Browse Publications Technical Papers 2000-01-3506

Vehicle Intelligence and Remote Wireless OBD 2000-01-3506

This paper introduces inexpensive methods for creating intelligent vehicles using existing technology which is aimed primarily at supporting the next generation of on-board diagnostic (OBD) regulations. Whereas these regulations may require remote wireless connectivity with the vehicular ECU, the technology needed to comply with these regulations will engender additional cost which can be best justified by harnessing the same technology for other purposes.
Compliance with future OBD requirements is achieved through a proposed standard called the Automotive Telemetry Protocol (ATP), which is derived from well-known methods for remote diagnostics and management of Internet nodes. An on-board data acquisition and communications device is described which implements this protocol while simultaneously providing for alternative wireless data links between the vehicle and the Internet.
One of the data links proposed is the IEEE 802.11 specification for wireless LAN's, using a direct sequence spread spectrum (DSSS) RF physical layer. This offers the possibility for vehicular transportation and environmental regulators to monitor high volumes of traffic, within the range of wireless LAN access points. The access points fulfill the role of Internet routers and Mobile IP mobility agents and can be strategically located relative to the highway infrastructure.

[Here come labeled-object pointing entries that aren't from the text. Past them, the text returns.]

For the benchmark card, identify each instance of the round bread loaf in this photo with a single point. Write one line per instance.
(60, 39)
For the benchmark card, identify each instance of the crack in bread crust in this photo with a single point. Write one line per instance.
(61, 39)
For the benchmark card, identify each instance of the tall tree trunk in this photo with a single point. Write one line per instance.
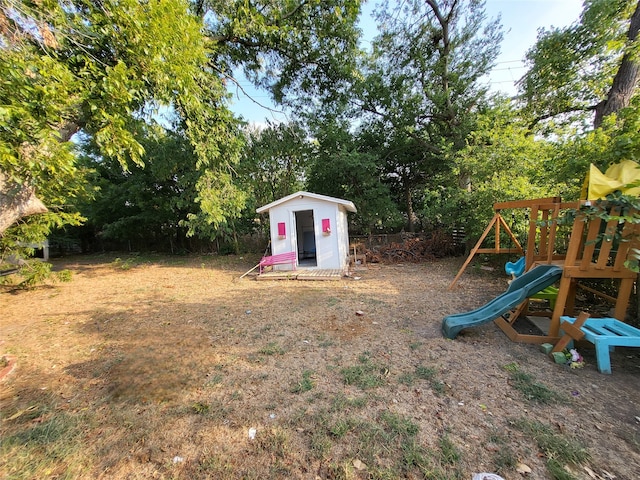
(626, 79)
(16, 201)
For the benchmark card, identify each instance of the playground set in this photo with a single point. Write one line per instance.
(595, 248)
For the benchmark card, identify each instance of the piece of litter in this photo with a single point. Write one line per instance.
(359, 465)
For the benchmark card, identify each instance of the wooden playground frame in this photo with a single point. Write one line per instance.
(586, 258)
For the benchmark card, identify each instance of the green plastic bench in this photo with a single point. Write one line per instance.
(606, 334)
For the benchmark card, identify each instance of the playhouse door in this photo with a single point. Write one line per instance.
(306, 238)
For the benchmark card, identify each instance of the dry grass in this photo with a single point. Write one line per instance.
(159, 368)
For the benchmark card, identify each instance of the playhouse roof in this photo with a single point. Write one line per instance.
(346, 203)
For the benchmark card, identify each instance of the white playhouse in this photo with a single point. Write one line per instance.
(310, 230)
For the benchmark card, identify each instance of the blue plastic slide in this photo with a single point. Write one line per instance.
(519, 290)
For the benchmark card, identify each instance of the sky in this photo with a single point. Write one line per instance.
(520, 20)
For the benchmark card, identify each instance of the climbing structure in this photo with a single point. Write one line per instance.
(597, 249)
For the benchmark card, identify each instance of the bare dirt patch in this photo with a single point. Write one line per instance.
(158, 368)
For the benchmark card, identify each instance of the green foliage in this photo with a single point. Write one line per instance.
(560, 450)
(572, 68)
(271, 166)
(342, 168)
(501, 161)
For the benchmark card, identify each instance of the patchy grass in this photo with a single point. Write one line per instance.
(560, 450)
(532, 390)
(163, 368)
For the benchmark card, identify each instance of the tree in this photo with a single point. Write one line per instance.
(100, 67)
(343, 167)
(421, 86)
(144, 206)
(273, 162)
(589, 69)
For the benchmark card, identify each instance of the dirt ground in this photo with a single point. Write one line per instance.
(158, 368)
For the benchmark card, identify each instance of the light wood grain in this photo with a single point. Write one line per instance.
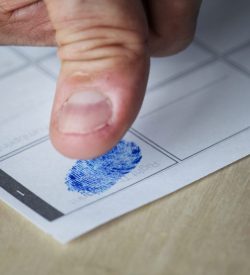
(201, 229)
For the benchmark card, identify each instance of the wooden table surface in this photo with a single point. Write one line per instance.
(201, 229)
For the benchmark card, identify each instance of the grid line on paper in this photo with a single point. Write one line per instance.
(193, 92)
(24, 148)
(161, 149)
(198, 152)
(16, 188)
(224, 56)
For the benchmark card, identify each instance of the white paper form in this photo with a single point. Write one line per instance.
(195, 120)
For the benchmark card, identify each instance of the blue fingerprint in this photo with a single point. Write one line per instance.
(90, 177)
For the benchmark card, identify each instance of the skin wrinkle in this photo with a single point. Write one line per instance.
(109, 40)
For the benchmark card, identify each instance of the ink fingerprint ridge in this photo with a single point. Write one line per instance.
(95, 176)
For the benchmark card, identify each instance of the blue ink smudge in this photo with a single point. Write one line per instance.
(90, 177)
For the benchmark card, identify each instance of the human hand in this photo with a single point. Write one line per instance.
(104, 46)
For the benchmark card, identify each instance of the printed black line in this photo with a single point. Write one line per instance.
(24, 148)
(131, 130)
(192, 93)
(224, 139)
(157, 145)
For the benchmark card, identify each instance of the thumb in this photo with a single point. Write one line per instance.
(102, 47)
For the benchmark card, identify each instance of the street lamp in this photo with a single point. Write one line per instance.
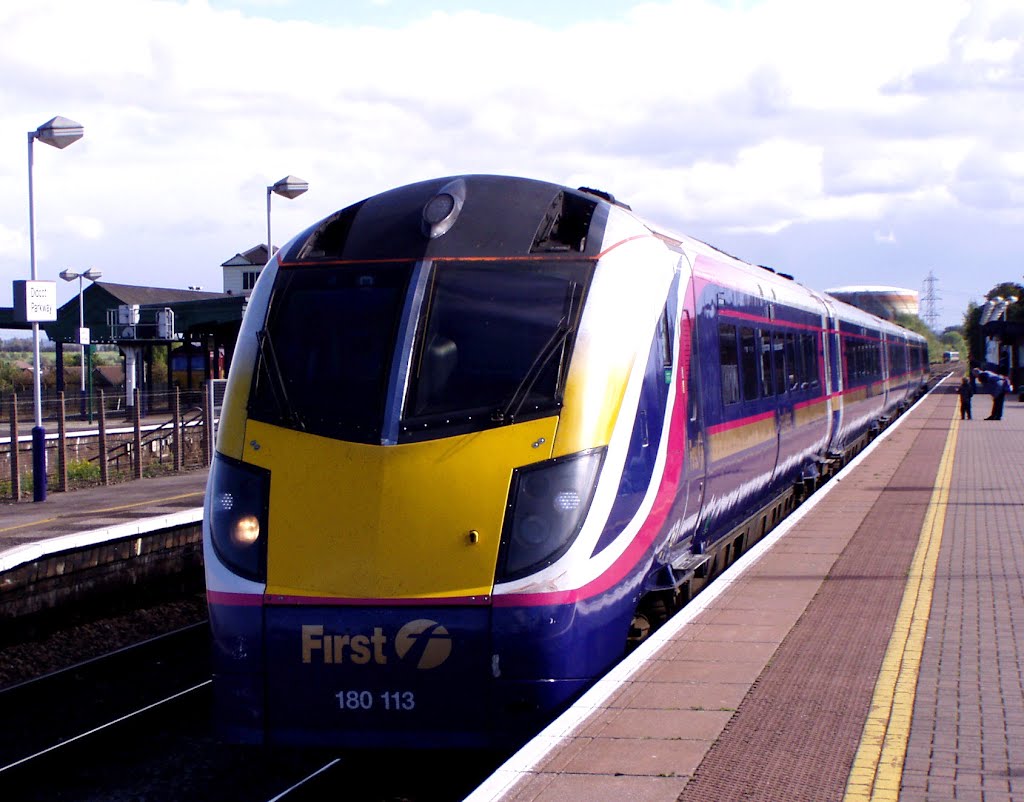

When the on-board device is enabled for IEEE 802.11, direct inter-vehicle communications becomes feasible. The proposed ATP standard for remote OBD is adopted as the fundamental mechanism for exchange of real-time operational information between vehicles. This provides a foundation for distributed processing within an ad-hoc network of vehicles moving within range of each other on the highway, which is called cluster intelligence. A basic set of services is defined that enables vehicles within a cluster to share critical operation information. This method of imbuing intelligence in the vehicles is seen as a more cost-effective approach to achieving intelligent transportation systems than one based on augmenting the electronics in the highway infrastructure beyond what is required for Internet connectivity.